Rédaction achevée le 18.02.2022
Alexis Bienvenu, Fund Manager
Telex
L’immobilier US, sujet sensible. La publication des données sur les mises en chantier et les permis de construire aux États-Unis a réservé des surprises. Les premières baissent nettement (-4,1% contre -0,4% attendu), les seconds progressent alors qu’une nette baisse était redoutée (+0,7% contre -7,2% attendu). Mais ces données sont ajustées de la saisonnalité. Or l’hiver vient perturber la construction de façon variable selon les années. Il ne faut donc pas en tirer de conclusion définitive. Mais l’image globale de l’immobilier américain reste dynamique. Trop peut-être. La Fed commence à s’en inquiéter. Ainsi, le compte rendu de la réunion du dernier comité de politique monétaire américain, indique que les gouverneurs souhaitent rapidement réduire la part du bilan de la Fed investi en crédit hypothécaire, les « MBS » (Mortgage Backed Securities). Il envisage soit la vente nette des MBS, soit de réinvestir une part des MBS arrivant à maturité en titres du Trésor. Cela indique que la priorité est de durcir les conditions sur le marché immobilier, davantage que de resserrer les conditions du marché obligataire en général.
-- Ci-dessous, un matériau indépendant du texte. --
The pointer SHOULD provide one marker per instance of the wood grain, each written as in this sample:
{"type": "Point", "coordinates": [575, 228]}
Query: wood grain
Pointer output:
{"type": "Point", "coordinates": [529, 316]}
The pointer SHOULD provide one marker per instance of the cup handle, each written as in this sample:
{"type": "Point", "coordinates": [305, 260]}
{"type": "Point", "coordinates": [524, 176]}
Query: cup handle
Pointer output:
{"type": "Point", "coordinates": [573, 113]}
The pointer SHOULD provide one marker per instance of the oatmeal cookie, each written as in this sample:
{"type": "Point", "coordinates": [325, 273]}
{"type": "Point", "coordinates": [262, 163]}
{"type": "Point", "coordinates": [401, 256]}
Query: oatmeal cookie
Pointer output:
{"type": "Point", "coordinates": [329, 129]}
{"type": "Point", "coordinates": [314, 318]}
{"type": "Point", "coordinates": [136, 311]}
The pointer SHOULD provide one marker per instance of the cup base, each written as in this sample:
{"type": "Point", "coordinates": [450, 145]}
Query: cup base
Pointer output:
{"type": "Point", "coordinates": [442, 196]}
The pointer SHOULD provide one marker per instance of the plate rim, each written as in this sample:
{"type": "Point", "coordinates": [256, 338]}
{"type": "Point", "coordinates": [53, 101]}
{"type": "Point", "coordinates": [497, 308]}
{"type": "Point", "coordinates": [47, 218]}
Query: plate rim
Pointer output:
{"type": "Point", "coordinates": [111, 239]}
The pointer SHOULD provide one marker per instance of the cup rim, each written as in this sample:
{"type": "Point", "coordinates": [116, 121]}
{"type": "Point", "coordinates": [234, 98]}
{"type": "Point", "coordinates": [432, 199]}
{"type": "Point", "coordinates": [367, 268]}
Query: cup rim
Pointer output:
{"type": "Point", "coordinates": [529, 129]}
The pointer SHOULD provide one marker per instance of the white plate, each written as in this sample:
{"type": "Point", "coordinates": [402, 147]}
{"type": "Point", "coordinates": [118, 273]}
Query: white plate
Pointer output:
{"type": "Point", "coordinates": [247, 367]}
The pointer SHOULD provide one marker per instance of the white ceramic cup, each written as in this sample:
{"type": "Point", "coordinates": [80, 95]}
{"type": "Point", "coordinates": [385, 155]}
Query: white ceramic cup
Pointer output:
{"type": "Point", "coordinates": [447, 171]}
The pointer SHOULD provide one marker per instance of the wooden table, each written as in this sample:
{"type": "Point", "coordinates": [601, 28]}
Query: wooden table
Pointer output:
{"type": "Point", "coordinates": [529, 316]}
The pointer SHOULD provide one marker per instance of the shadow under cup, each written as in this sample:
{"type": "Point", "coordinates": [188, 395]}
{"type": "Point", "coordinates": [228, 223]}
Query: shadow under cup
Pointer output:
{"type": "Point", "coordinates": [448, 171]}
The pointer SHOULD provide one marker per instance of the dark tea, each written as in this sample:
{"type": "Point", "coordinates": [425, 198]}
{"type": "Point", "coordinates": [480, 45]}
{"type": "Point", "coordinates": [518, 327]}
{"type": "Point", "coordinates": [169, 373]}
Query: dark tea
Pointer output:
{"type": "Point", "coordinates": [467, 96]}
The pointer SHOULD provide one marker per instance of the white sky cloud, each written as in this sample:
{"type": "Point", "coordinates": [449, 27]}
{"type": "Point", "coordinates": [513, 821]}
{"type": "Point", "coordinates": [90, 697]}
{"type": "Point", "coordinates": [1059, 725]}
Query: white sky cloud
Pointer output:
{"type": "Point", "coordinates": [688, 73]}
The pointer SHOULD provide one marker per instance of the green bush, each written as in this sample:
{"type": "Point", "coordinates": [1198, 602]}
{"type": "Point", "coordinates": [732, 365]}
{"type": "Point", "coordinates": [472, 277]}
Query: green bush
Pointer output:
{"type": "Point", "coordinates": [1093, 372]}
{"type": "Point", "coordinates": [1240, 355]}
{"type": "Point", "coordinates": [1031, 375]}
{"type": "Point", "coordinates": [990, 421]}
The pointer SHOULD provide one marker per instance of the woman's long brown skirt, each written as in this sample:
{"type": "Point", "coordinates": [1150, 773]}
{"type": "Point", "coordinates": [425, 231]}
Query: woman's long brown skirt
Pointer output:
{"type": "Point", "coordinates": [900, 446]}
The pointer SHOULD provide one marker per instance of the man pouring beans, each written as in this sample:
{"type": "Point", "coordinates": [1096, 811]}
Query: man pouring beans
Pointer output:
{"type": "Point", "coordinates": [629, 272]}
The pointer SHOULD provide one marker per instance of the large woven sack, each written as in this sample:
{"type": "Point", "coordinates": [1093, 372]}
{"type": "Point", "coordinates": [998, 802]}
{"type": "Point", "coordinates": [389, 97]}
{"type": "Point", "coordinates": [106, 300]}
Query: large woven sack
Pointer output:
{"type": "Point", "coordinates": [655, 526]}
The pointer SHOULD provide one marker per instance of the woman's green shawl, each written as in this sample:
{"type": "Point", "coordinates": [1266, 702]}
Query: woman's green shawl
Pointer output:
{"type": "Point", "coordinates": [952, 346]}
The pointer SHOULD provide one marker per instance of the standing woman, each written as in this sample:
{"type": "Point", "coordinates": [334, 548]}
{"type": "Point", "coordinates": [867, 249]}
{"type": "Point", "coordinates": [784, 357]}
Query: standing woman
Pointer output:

L’emploi au coin de la rue ? Pas partout. D’après l’INSEE, le nombre de chômeurs en France au sens du Bureau International du travail diminue de 0,6 point à 7,4% de la population active en décembre 2021. Il atteint son plus bas niveau depuis 2008 ! Partout en zone euro, le chômage reflue massivement. Il tombe à 7,1% en zone euro fin 2021. Cela dit, tous les pays ne sont pas à la même enseigne. Le Nord de l’Europe est bien mieux loti que le Sud. Le taux d’emploi est de 77% en Allemagne, 68% en France, 64% en Espagne et seulement 60% en Italie et en Grèce. Cela reflète quasiment le classement des niveaux de rendement obligataire entre les différents États de la zone euro, où le rendement le plus élevé correspond au pays jugé le moins sûr. Comme pour l’emploi, les pays du Nord et l’Allemagne sont les mieux classés. Il faudra une immense habileté à la BCE pour resserrer les conditions monétaires de la zone sans pénaliser excessivement les pays du Sud, ni favoriser ceux du Nord. La dislocation monétaire est toujours au coin de la rue, comme celle de l’emploi.
Picking de la semaine
AstraZeneca, un début d'année prometteur
L'actu.
Le laboratoire pharmaceutique anglo-suédois vient de publier des résultats dépassant les attentes, portés par les ventes de vaccins ainsi que par le succès de ses principales franchises.
Notre analyse
Les ventes ressortent en hausse de +64% pour le 4e trimestre 2021, 7 points de plus que les prévisions, tandis que le résultat net par action progresse de +56%, 9% au-delà des attentes. Les principales franchises du groupe, telles que Farxiga et Lynparza, affichent des taux de croissance de chiffres d’affaires de +45% et +27% respectivement. AstraZeneca développe également des molécules vendues à des tiers, une division dont le chiffre d’affaires progresse de +29% et dépassant les attentes du consensus de +14%. Enfin, la division « produits » qui comprend notamment l’oncologie, les maladies respiratoires et rares contribue par ailleurs à la performance du fabricant de médicaments. Le groupe pharmaceutique propose un dividende de 2,87 dollars vs 2,80 en 2020 : c’est la première fois en dix ans que le groupe relève son dividende. Concernant les objectifs 2022, le groupe vise une croissance des ventes de 18 à 19% contre +28% en 2021, des chiffres liés à la baisse des ventes de vaccin contre la Covid-19.
En conclusion
AstraZeneca est l’un des laboratoires pharmaceutiques qui dispose d’un stock de nouveaux traitements parmi les plus prometteurs, ce qui devrait selon nous assurer une croissance des résultats visible et pérenne. Les difficultés rencontrées sur le plan du vaccin, en comparaison à son concurrent américain Pfizer, ont créé, selon notre analyse, une opportunité boursière en termes de valorisation. Le titre traite à 14 fois le P/E 2023 pour une croissance attendue du résultat net de 20% par an sur les trois prochaines années.